Among the biggest losers are the U.S. and Chinese sectors targeted by trade officials with duties and other restrictions. For example, Chinese imports of U.S. aircraft and aircraft parts fell to $7.1 billion from $14.9 billion between 2017 and 2019, according to Trade Data Monitor, the world’s premier source of trade data. One winner from the change in sourcing is France. Chinese imports of aircraft and aircraft parts from France increased to $7.1 billion from $6.2 billion in 2017.

Another sector that’s been badly hurt is U.S. agriculture. Over two years, imports of American soybeans to China fell to $6.6 billion in 2019 from $13.9 billion in 2017. China has replaced that with shipments from other countries, making winners out of farmers in Brazil. Shipments from the Latin American country increased to $23 billion in 2019 from $21 billion in 2017.
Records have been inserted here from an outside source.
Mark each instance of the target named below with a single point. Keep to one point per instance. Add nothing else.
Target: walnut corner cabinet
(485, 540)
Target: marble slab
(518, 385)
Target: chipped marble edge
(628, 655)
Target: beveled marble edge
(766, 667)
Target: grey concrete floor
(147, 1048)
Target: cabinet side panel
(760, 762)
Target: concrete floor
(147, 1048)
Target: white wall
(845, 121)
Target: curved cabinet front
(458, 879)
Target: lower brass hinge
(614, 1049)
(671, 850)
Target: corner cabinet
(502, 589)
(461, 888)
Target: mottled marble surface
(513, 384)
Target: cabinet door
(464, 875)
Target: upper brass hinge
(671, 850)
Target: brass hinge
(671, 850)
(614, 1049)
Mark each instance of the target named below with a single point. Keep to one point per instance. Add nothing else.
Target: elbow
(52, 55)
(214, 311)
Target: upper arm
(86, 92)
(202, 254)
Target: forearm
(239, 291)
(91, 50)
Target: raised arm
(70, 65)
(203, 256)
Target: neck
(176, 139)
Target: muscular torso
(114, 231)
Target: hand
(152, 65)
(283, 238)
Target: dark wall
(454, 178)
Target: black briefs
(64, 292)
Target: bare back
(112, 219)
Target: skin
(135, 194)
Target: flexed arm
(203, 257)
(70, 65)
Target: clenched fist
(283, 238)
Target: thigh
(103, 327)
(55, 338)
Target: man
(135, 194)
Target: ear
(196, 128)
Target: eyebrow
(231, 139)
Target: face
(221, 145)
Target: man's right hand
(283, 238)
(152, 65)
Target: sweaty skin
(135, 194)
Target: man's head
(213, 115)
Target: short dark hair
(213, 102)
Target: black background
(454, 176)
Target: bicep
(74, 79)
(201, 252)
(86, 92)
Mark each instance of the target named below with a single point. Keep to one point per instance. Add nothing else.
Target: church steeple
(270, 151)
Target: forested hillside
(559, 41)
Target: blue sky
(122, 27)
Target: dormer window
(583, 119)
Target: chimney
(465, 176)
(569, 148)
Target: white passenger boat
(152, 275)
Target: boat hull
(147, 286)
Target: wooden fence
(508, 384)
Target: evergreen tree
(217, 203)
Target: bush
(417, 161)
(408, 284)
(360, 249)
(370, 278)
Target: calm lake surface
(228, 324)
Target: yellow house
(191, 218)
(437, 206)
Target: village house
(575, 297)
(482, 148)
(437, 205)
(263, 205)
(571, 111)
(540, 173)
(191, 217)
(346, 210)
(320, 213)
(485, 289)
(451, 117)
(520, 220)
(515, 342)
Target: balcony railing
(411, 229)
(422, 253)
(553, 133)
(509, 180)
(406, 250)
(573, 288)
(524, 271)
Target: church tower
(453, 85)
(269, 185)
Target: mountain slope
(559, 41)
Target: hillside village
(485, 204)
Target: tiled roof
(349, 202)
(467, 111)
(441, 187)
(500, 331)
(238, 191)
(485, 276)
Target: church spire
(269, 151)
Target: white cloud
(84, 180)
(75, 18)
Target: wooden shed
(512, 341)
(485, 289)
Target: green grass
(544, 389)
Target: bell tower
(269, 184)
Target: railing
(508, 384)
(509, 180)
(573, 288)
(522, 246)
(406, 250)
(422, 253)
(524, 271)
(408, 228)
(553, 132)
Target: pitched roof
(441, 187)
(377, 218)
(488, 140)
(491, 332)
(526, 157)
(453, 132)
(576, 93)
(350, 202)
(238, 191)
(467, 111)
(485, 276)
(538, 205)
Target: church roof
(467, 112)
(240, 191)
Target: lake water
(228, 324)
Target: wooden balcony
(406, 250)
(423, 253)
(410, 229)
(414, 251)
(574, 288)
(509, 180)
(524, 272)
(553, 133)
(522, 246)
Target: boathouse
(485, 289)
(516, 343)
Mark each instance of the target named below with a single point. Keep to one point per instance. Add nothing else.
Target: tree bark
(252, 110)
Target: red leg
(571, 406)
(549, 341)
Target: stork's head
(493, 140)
Soybeans are part of a wider trend. Overall, Chinese imports from the U.S. declined to $122.7 billion in 2019 from $150.4 billion in 2017. Shipments from Brazil increased to $79.7 billion from $58.4 billion.

In the other direction, U.S. imports from China declined to $452.2 billion in 2019 from $505.2 billion in 2017. That made winners out of the U.S.’s other top trading partners. Germany, Mexico, Canada, Japan, South Korea and Vietnam all increased their market share in the U.S. over that time. The biggest beneficiary was Vietnam, as Chinese firms move there to take advantage of lower labor costs. Remarkably, the U.S.’s former adversary is now its 7th biggest supplier of goods, up from 12th in 2017.

U.S. imports of goods from Vietnam ballooned to $66.7 billion in 2019 from $46.5 billion in 2017. The biggest increases were consumer goods, including apparel, cellphones and other communications gear. U.S. furniture imports from Vietnam, for example, increased to $7.7 billion from $4.7 billion.

Markets, and international institutions, are assuming that trade officials in Beijing and Washington will make headway this year in diluting trade tensions. The International Monetary Fund says growth in trade will improve to around 3% in 2020. That said, the U.S. still has tariffs on over $300 billion a year of Chinese imports.

And then are plenty of uncertainties, such as the Coronavirus outbreak and potential political instability around the 2020 election in the U.S. One thing that becomes clear in analyzing trade statistics is that these numbers can swing for reasons that have nothing to do with tariffs. For example, as African swine fever killed pigs in China, demand for soybeans fell, hurting prices and denting the surge in Brazilian soybean shipment. The market always has the final word.